Including these funds, the City has accepted more than $723,000 from the RMRA, which is funded by SB 1: The Road Repair and Accountability Act of 2017 that taxes gasoline and diesel fuel, Tunnicliff said.

However, Public Works has not yet spent any of that money to repair roads, pending the council approving a list of such projects in a pavement-management plan (PMP) sometime in the next few months, she added.

Because the State allows agencies to accumulate RMRA funds, the City has been saving it to offset the cost of a Spring Street-overlay project, which has been in the works since 2015, Tunnicliff said.

“We have a match that’s required under the federal grant for Spring Street, and so we’re using [around] $400,000 of [RMRA funds] to offset that grant funding instead of using General Fund money,” Tunnicliff said. “We will have closer numbers as we get into the design phase.”

She added that the City will need to spend about $1,000,000 per year on its PMP.

“So you can see that the money that’s there is a shortfall,” Tunnicliff said. “But when you accumulate some of the other [funds]— Measure R, Measure M, all of that— it accumulates to about a million-ish.”

The City used $411,000 from those other funding sources last year to repave Orange Avenue, which still needs ADA-compliant improvements, Tunnicliff said.

Tunnicliff added that because her department has not updated the PMP in a few years, she would like the council to review and approve it again to make sure it still fits the council’s vision for the city.

“Rather than spending on a method that didn’t necessarily align with the city’s goals, I thought that it was better to redo our pavement-management [plan], bring it back, and make sure that was in line with our funding sources,” Tunnicliff said.

Planning Commission
The council also approved an application process to fill a vacant seat on Signal Hill’s Planning Commission.

The seat became vacant after one of the commissioners— Tom Benson— resigned as of Feb. 18 due to moving out of the city.

City Manager Hannah Shin-Heydorn said that, per the City’s charter, the council appoints each of the city’s five-member commissions to four-year terms.
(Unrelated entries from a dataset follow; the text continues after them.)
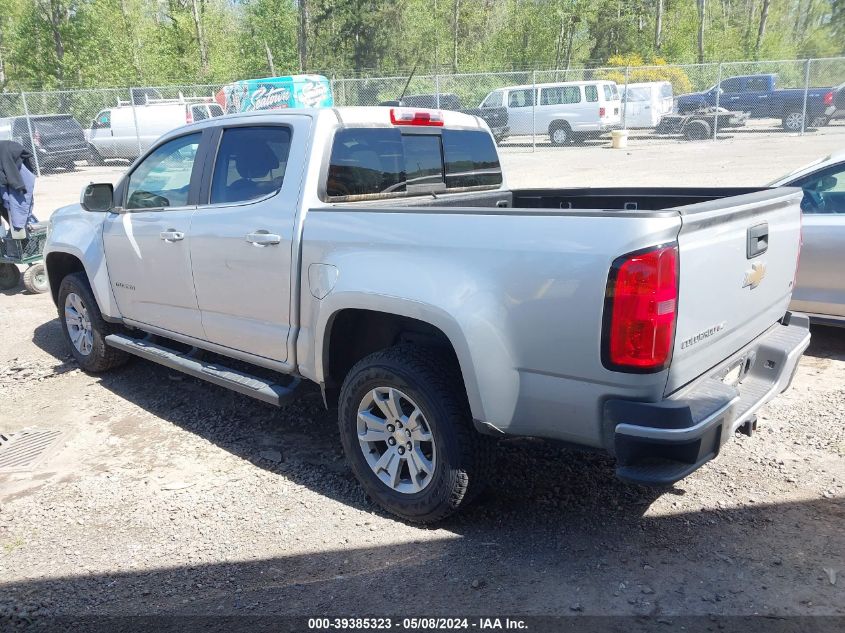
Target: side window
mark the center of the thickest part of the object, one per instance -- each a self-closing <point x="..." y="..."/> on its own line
<point x="164" y="177"/>
<point x="560" y="95"/>
<point x="825" y="192"/>
<point x="521" y="98"/>
<point x="250" y="163"/>
<point x="757" y="84"/>
<point x="493" y="100"/>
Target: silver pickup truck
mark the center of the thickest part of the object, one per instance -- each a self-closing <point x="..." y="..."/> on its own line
<point x="379" y="253"/>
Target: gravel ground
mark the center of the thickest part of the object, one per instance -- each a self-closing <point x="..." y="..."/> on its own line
<point x="171" y="496"/>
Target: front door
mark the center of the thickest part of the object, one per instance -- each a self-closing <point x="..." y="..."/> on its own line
<point x="820" y="287"/>
<point x="147" y="245"/>
<point x="241" y="240"/>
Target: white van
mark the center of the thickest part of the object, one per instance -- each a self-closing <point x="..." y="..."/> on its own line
<point x="114" y="134"/>
<point x="565" y="111"/>
<point x="646" y="103"/>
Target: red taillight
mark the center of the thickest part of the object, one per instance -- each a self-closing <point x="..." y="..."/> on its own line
<point x="399" y="116"/>
<point x="640" y="311"/>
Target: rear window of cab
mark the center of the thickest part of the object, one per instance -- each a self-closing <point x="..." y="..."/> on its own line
<point x="385" y="162"/>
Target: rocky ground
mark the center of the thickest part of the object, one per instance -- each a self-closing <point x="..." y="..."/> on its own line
<point x="167" y="495"/>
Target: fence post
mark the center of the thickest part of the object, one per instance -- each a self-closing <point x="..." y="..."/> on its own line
<point x="625" y="100"/>
<point x="135" y="119"/>
<point x="533" y="110"/>
<point x="31" y="137"/>
<point x="718" y="94"/>
<point x="806" y="90"/>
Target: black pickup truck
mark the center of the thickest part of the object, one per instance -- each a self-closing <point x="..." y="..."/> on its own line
<point x="496" y="118"/>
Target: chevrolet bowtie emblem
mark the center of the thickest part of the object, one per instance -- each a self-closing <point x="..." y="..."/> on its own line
<point x="754" y="276"/>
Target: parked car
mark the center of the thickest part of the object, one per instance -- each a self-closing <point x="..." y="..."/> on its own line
<point x="378" y="252"/>
<point x="700" y="124"/>
<point x="644" y="104"/>
<point x="56" y="139"/>
<point x="759" y="96"/>
<point x="820" y="285"/>
<point x="496" y="118"/>
<point x="566" y="111"/>
<point x="119" y="132"/>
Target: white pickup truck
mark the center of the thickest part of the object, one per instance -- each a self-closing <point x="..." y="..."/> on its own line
<point x="379" y="253"/>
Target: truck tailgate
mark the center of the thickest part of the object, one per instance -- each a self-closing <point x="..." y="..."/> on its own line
<point x="736" y="271"/>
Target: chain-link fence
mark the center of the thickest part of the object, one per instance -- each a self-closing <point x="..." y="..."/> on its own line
<point x="525" y="110"/>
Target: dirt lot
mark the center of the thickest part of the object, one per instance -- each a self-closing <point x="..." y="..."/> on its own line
<point x="166" y="495"/>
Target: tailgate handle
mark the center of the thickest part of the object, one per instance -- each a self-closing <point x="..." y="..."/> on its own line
<point x="758" y="240"/>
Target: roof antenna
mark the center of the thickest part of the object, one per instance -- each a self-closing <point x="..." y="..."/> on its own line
<point x="407" y="83"/>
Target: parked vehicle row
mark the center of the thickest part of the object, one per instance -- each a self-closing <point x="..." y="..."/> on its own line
<point x="57" y="140"/>
<point x="759" y="96"/>
<point x="332" y="245"/>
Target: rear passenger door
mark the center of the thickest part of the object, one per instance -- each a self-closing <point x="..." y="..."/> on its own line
<point x="242" y="235"/>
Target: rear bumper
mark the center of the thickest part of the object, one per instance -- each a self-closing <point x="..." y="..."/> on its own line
<point x="659" y="443"/>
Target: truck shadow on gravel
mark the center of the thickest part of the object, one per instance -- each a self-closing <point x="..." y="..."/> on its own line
<point x="301" y="442"/>
<point x="556" y="533"/>
<point x="827" y="342"/>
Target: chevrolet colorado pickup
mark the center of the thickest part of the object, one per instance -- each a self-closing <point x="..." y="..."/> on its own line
<point x="379" y="253"/>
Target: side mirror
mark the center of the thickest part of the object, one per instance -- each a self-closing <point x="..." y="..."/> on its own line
<point x="98" y="197"/>
<point x="827" y="183"/>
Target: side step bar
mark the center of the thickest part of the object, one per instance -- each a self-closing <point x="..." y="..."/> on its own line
<point x="246" y="384"/>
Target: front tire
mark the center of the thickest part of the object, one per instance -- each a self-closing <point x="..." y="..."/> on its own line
<point x="793" y="121"/>
<point x="560" y="133"/>
<point x="10" y="276"/>
<point x="407" y="432"/>
<point x="84" y="328"/>
<point x="35" y="279"/>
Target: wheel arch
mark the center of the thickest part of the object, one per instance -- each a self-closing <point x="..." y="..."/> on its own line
<point x="61" y="263"/>
<point x="353" y="331"/>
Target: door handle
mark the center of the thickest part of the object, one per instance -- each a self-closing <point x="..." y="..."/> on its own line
<point x="263" y="238"/>
<point x="172" y="235"/>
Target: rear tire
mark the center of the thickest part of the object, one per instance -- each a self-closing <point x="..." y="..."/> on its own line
<point x="560" y="133"/>
<point x="84" y="328"/>
<point x="424" y="389"/>
<point x="10" y="276"/>
<point x="35" y="279"/>
<point x="697" y="130"/>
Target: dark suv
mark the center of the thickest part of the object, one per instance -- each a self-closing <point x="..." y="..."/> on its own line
<point x="56" y="139"/>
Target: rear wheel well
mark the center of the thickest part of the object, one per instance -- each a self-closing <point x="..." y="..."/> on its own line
<point x="354" y="334"/>
<point x="59" y="266"/>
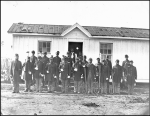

Since it last made appointments in May 2019, the remaining term of the commission seat is through May 2023.

Recruitment for the seat will be open during the month of March, followed by candidate interviews in April. The council agreed that if it needed to interview 10 or fewer candidates, it would do so at its April 14 regular meeting but would conduct a special meeting on April 22 if it needed to choose from more than 10 candidates, in accordance with a previous resolution.

The new commissioner will begin serving at the next regular Planning Commission meeting following the appointment, on the third Tuesday of either April or May, depending on when the council makes the selection. Planning Commission members receive $125 per meeting, according to the City’s website.

Shin-Heydorn showed the council the new commissioner-application form that will be available March 2 on the City’s jobs webpage with nine mostly freeform-response questions.

Minimum requirements to serve on a commission include being a U.S. citizen at least 18 years of age, a Signal Hill resident for at least 29 days and a registered voter, Shin-Heydorn said. The open-narrative questions ask applicants to explain why they wish to serve and describe community service and other experience that qualifies them.

Councilmember Edward Wilson suggested adding a link to the application from the City’s Planning Commission webpage and allowing candidates to upload a separate document with their application if they choose.

Councilmember Tina Hansen said that the number of commissioner applications has been increasing in recent years and it’s important for the council to approve commissioners through the application process.

“We’ve always had more candidates than we needed,” she noted.

The next Signal Hill City Council meeting will take place Tuesday, March 10 at 7pm in the council chamber at 2175 Cherry Ave.